Tadawul, for example, is diligently rolling out futures contracts based on its main indices. These products offer institutional investors an easy, low-cost way to hedge their exposure to the Saudi market without having to trade every single underlying stock.

This attracts international capital, but more importantly, it introduces global risk management best practices to local firms. In a mature market, risk is not avoided—it is transferred—and that is exactly what these options and futures allow.

What drives this shift is a combination of necessity and regulation. Volatility in global energy prices and interest rates has made risk management a survival issue for regional corporations. Simultaneously, regulatory bodies are actively supporting this growth. They are pushing for central clearing of over-the-counter derivatives, which makes the market safer and more transparent.
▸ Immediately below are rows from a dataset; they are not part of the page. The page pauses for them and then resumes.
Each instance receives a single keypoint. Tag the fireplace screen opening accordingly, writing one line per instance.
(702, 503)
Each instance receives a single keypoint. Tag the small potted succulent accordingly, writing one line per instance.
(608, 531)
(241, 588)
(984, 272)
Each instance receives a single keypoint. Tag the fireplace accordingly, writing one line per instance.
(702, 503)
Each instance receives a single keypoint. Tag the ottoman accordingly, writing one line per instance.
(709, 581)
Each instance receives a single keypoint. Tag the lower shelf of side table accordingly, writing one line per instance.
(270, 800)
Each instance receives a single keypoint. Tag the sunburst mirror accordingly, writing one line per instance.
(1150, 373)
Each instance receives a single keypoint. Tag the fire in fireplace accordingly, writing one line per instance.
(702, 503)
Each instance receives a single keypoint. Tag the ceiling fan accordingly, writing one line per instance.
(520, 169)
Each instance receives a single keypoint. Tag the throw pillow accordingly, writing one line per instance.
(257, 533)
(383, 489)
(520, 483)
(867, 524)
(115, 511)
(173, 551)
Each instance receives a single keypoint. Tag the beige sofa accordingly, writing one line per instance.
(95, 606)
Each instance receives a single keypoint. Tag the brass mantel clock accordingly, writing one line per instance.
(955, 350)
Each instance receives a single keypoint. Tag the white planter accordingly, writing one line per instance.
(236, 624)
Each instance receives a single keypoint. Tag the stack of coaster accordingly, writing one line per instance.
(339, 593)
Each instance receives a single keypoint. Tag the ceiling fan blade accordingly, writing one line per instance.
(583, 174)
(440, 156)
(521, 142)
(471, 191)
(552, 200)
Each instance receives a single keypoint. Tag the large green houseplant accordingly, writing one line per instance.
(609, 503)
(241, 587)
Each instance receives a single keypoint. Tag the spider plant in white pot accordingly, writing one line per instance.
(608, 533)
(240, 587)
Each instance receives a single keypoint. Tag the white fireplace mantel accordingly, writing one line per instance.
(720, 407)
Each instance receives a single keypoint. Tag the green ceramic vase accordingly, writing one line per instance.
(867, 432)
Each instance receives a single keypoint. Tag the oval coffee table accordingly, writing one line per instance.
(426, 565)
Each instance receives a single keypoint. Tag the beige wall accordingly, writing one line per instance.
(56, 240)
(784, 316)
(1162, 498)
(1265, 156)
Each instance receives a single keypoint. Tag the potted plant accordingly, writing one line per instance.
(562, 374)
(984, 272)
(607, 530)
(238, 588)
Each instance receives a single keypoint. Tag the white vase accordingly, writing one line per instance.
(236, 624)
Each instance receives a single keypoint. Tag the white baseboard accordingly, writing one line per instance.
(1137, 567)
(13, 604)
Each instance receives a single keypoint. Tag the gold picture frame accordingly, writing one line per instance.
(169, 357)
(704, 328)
We are seeing a quiet harmonisation of regulatory standards across key financial centres like the Abu Dhabi Global Market (ADGM) and the Dubai International Financial Centre (DIFC). They are aligning their rules to attract international derivatives brokers, technology platforms, and market makers, which are all vital ingredients for liquidity. By making the rules clearer and the infrastructure safer, they reduce counterparty risk, which, in turn, encourages more sophisticated trading.

The great challenge of liquidity

This is not a done deal, of course. The MENA derivatives space still faces the perennial problem of market liquidity. While volume is growing fast at exchanges like DGCX, it still pales in comparison to the giant Western or Asian exchanges. Liquidity is a self-fulfilling prophecy; traders want to be where the volume is, and exchanges must work tirelessly to attract the institutional players who bring that volume.

The region is tackling this through technological innovation—leveraging AI for better surveillance and more efficient trade execution—and by focusing on niche products that cater specifically to regional strengths, like the aforementioned Shariah-compliant contracts or energy-linked derivatives.

The rise of the derivatives market is not simply a side project for MENA’s financial hubs. It is a fundamental necessity for an economy attempting to diversify away from raw oil revenue toward financial services and trade. It is the sophisticated plumbing that underpins true financial power.

The people who control that plumbing—the exchanges and regulators driving the move into futures and options—are the ones truly building the financial muscle of the Middle East. It is a revolution in risk management and a powerful sign that the region is finally growing up on the global financial stage.

Ignore the noise about new skyscrapers and focus on the quiet revolution taking place in financial instruments, because the expansion of MENA’s derivatives and commodities markets is clear evidence of the region achieving financial maturity and preparing to manage its wealth and its risks on a genuinely global scale.